Foco: Resiliência e Performance em Conexões Instáveis.

  • Lazy Loading Agressivo: Quebra de bundles por rota e por funcionalidade de domínio.
  • Otimização de Ativos: Estratégias avançadas de compressão e pré-carregamento para garantir que o sistema funcione em áreas com internet 3G instável.
  • Telemetria Avançada: Coleta de métricas de performance (Core Web Vitals) e erros em tempo real para monitorar a experiência nos 26 estados.
  • Design System 2.0: Componentes otimizados para acessibilidade (WCAG) e dispositivos de baixo custo.
  • Objetivo: Garantir que o sistema seja leve e rápido em qualquer lugar do Brasil.

Fase 3: Escala Nacional (100M+ Usuários)

Foco: Disponibilidade e Infraestrutura Descentralizada.

  • Edge Computing: Distribuição de ativos estáticos (HTML/JS/CSS) em CDNs próximas aos usuários em todos os estados.
  • BFF (Backend for Frontend): Implementação de camadas de agregação de dados para reduzir o número de requisições do navegador.
  • Isolamento de Falhas (Bulkheading): Refinamento dos limites de domínios para que falhas críticas sejam 100% contidas em módulos específicos.
  • Auditoria de Escala: Testes de carga simulando milhões de acessos simultâneos para validar o barramento de eventos.
  • Objetivo: Sustentar o volume de dados de uma população inteira com custo de infraestrutura otimizado.

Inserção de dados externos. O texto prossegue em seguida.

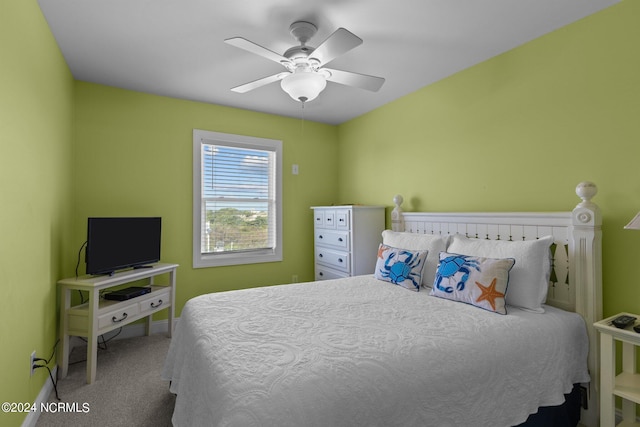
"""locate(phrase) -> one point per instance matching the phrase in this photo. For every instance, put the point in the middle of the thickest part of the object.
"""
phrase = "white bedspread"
(361, 352)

Fase 4: Independência e Micro-Frontends

Foco: Autonomia Total de Times e Deploys Independentes.

  • Module Federation: Transição técnica de Modular Monolith para Micro-Frontends (MFE).
  • Deploys Atômicos: Cada domínio (ex: Agendamento, Vacinação) passa a ter seu próprio pipeline de deploy, sem necessidade de atualizar os portais inteiros.
  • Versionamento Independente: Domínios podem evoluir em velocidades diferentes, permitindo experimentação (Testes A/B) por região.
  • Ecossistema Aberto: Criação de SDKs para que terceiros possam plugar novos domínios no ecossistema de saúde.
  • Objetivo: Transformar o sistema em uma plataforma de saúde extensível e autônoma.

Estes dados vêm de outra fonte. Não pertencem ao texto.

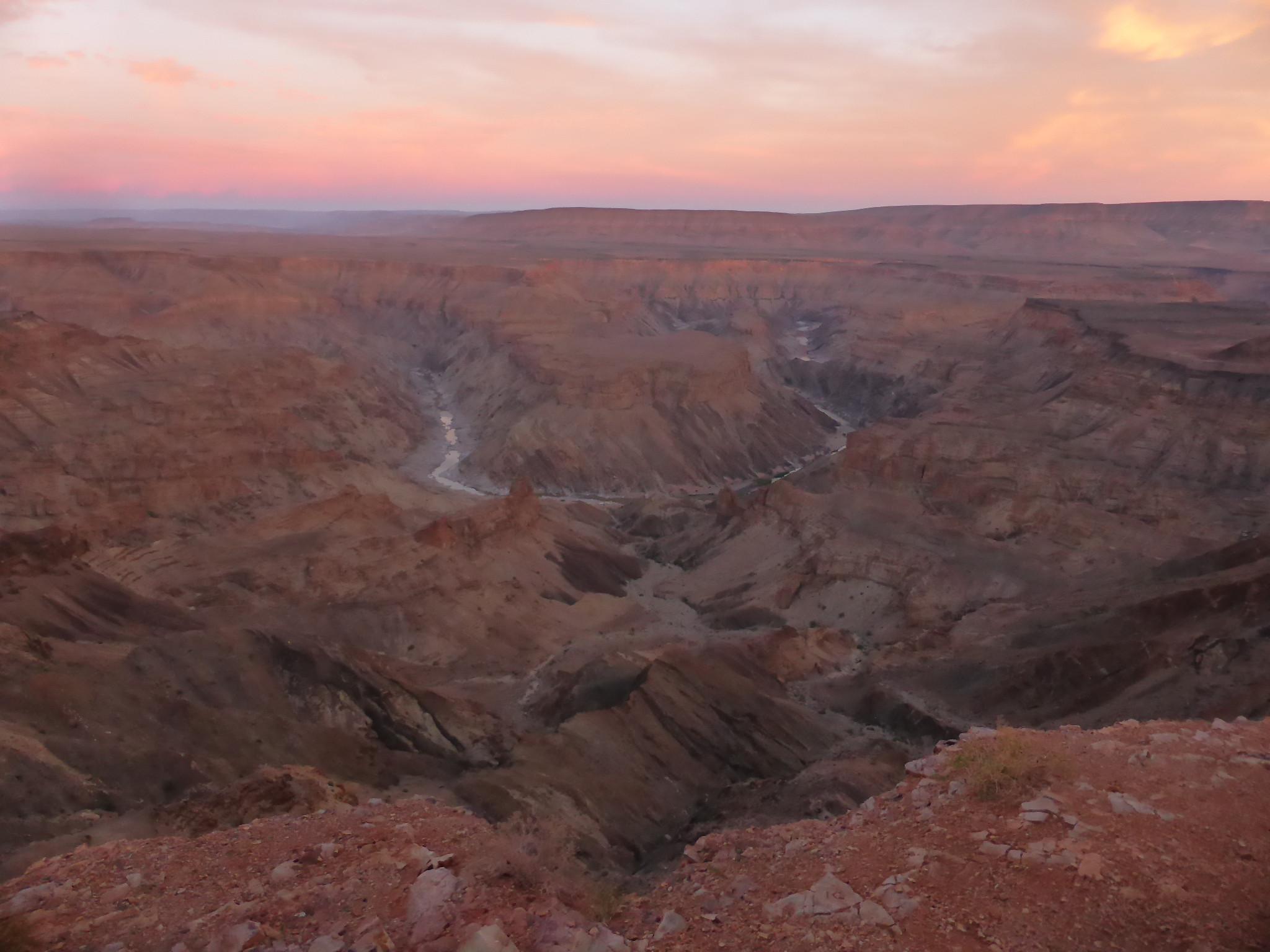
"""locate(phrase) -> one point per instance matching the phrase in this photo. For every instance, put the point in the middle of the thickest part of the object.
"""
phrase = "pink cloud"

Matriz de Evolução Técnica

RecursoFase 1Fase 2Fase 3Fase 4
OrganizaçãoMonorepo ModularMonorepo OtimizadoMonorepo de Alta EscalaMicro-Frontends
DeployUnificadoUnificadoUnificadoIndependente
PerformanceInjeção DinâmicaLazy Loading OtimizadoEdge / CDNRuntime Loading
RegiãoPilotoRegional (Estados)Nacional (100M+)Global/Plataforma

Este Roadmap é um documento vivo e reflete nossa jornada para transformar o acesso à saúde no Brasil através de tecnologia de ponta.